Science

How cold will help fight obesity

Scientists have shown that low temperatures contribute to the production of anti-inflammatory molecules, which are also associated with weight loss.

Researchers continue to study the complex role of inflammatory processes in obesity and their impact on other indicators, such as insulin resistance, glucose control and diabetes risk. A new study, among other things, has shown how an inflammation-fighting molecule released at low temperatures is able to effectively fight obesity.

How cold helps to lose weight

The study, conducted by scientists from the Joslin Diabetes Center and Brigham Women’s Hospital, aimed to understand how low-severity chronic inflammation can lead to obesity-related health problems. Previous studies have shown that exposure to cold can improve insulin sensitivity in both humans and rodents, as well as affect the production of lipid mediators of inflammation in the so-called brown fat.

Brown fat differs from white fat (the one that accumulates excess energy and accumulates on the stomach and arms) in that it burns lipids and glucose to generate heat.

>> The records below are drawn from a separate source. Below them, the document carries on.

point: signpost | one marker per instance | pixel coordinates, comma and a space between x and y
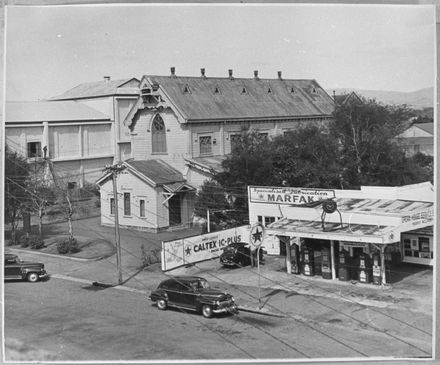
256, 238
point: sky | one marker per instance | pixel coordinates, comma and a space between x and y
50, 49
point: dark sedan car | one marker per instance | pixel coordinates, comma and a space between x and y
193, 293
23, 270
238, 254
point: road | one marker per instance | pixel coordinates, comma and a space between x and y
68, 319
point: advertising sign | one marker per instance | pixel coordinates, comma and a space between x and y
290, 196
199, 248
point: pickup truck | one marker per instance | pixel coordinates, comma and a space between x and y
16, 269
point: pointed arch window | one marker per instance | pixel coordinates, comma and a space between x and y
158, 135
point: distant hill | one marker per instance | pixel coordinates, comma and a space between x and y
419, 99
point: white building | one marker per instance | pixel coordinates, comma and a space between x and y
390, 221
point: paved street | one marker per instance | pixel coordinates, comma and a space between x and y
69, 319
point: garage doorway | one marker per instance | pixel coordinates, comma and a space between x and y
175, 210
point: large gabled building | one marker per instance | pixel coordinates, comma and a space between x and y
192, 122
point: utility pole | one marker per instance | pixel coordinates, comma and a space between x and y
115, 170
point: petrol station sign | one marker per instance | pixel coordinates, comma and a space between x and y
290, 196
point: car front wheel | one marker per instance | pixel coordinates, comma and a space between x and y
207, 311
161, 304
32, 277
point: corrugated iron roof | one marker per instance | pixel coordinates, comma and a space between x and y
427, 127
101, 88
158, 171
332, 229
50, 111
238, 98
212, 163
387, 206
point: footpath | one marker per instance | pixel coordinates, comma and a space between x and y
411, 286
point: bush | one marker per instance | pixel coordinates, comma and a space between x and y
23, 241
35, 242
68, 245
63, 246
73, 246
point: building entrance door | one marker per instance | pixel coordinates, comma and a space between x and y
175, 204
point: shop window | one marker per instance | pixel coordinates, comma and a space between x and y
142, 208
112, 206
235, 140
34, 149
158, 135
424, 244
268, 220
127, 208
205, 145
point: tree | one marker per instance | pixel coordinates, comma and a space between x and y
368, 155
16, 193
250, 163
306, 157
212, 197
42, 189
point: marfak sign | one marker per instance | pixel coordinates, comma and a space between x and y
290, 196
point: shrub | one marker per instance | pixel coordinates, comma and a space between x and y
68, 245
23, 241
73, 246
63, 246
35, 242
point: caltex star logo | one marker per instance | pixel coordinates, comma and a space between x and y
257, 235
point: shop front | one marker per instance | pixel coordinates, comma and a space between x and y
347, 234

In this sense, brown fat is considered “good” fat, and for this reason it is at the center of many anti—obesity studies – scientists are trying to understand how to effectively convert white fat into brown.

In this new study, mice were fed a typical Western high-fat diet to make them obese. Then the animals were placed in cold conditions with a temperature of about 4.4 ° C. As a result, it turned out that their insulin sensitivity increased, and glucose metabolism improved. Their body weight also decreased compared to the mice from the control group, which were kept at neutral temperatures, and, importantly, the scientists found a significant decrease in inflammation. Studies have shown that these effects depend on the production of a natural brown fat molecule called MaR2.

“We found that brown fat produces MaR2, which eliminates inflammation systemically and in the liver,” said the co—author of the study Matthew Edified. “These results indicate a previously unknown function of brown adipose tissue in the form of reducing inflammation in obesity through the production of this important lipid mediator.”